Eye-tracking technology is an emerging tool to monitor eye gaze non-invasively. This technique has been adopted widely to investigate eye gaze during visual stimuli and tasks in health and disease. We reviewed studies that aimed to determine the application of an eye-tracker for individuals with Rett syndrome. A systematic search identified eight studies that were summarized in terms of main purpose, subject, study design, eye-tracking technology, main parameter, and primary finding of interest. The main purposes of the reviewed studies were to evaluate cognitive function, judge habilitation intervention outcomes, and demonstrate that both epilepsy features and electroencephalography characteristics are correlated with the ability to recognize and match pairs and categorize semantically with respect to animals and behavioural features. The eight studies included 193 individuals with Rett syndrome, ranging from 1.5 to 31 years of age. Four of the eight studies included typically developing female participants as a control group to compare eye gaze features.

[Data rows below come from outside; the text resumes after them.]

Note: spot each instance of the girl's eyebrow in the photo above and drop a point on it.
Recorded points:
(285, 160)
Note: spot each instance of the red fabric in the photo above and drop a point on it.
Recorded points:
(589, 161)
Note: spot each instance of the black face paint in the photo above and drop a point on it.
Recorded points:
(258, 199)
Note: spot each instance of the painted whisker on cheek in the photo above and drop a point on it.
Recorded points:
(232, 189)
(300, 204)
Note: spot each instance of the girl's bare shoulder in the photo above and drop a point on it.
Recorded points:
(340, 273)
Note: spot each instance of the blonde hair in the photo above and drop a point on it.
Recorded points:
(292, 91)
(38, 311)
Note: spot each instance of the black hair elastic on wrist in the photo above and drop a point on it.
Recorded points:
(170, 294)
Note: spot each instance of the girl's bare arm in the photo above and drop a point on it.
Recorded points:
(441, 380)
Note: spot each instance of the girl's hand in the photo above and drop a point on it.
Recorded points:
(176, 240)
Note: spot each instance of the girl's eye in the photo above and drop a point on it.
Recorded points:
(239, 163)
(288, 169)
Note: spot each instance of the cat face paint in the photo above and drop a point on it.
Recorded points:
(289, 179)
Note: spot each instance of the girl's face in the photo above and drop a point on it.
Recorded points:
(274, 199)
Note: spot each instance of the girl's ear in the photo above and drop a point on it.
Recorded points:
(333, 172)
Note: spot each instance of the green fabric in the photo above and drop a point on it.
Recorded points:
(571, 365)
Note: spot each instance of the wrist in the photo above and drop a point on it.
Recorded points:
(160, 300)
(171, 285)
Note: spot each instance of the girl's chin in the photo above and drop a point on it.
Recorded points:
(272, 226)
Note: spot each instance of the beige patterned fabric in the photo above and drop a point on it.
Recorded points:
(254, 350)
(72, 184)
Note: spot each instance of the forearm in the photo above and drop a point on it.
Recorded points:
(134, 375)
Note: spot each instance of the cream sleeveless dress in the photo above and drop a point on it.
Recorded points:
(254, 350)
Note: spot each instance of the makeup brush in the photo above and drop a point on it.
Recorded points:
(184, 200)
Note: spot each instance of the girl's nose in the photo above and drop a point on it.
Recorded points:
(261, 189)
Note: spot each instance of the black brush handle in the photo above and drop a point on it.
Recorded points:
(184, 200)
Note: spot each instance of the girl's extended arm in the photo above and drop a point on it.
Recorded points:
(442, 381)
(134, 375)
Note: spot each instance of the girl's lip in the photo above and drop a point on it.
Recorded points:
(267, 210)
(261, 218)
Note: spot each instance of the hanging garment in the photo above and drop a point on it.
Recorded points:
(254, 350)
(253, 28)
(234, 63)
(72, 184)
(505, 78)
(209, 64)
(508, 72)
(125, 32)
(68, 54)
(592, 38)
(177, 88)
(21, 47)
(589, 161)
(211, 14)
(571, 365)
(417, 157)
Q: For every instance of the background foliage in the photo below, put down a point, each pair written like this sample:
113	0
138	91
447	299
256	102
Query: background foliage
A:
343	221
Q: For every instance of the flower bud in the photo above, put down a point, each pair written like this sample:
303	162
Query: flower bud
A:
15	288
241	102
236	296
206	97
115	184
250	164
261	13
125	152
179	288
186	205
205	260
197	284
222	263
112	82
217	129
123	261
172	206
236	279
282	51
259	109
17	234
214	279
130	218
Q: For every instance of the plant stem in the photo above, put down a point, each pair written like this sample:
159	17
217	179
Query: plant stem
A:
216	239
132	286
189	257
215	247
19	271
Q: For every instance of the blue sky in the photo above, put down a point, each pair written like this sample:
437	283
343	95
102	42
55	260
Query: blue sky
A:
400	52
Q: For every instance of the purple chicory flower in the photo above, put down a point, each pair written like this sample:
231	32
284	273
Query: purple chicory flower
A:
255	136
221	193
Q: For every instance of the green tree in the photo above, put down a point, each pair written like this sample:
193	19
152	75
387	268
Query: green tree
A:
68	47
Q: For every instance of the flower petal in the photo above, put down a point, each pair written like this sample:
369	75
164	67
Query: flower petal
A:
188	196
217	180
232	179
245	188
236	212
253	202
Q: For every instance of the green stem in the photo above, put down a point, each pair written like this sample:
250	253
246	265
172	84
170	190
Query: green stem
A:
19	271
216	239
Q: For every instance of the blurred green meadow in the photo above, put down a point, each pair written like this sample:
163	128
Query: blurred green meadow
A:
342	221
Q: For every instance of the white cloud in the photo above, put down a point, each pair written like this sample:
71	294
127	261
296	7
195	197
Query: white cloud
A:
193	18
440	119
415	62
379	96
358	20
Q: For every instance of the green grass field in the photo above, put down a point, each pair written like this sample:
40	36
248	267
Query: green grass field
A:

The reviewed studies could enable family members and care staff to know intentionality, recognize facial expressions and concepts of colour, shape, size, and spatial position, the strict correlation between neurophysiological features and neuropsychological impairment, preference for socially weighted stimuli and for novel and salient stimuli, attention and recognition memory, and habilitation outcomes. We suggest that the findings obtained by this technique should be utilized to evaluate and examine habilitation plans and means, judge intervention outcomes, and identify correlations between neurophysiological features and neuropsychological impairment and are of significant benefit to know the hidden and potential abilities of individuals with Rett syndrome.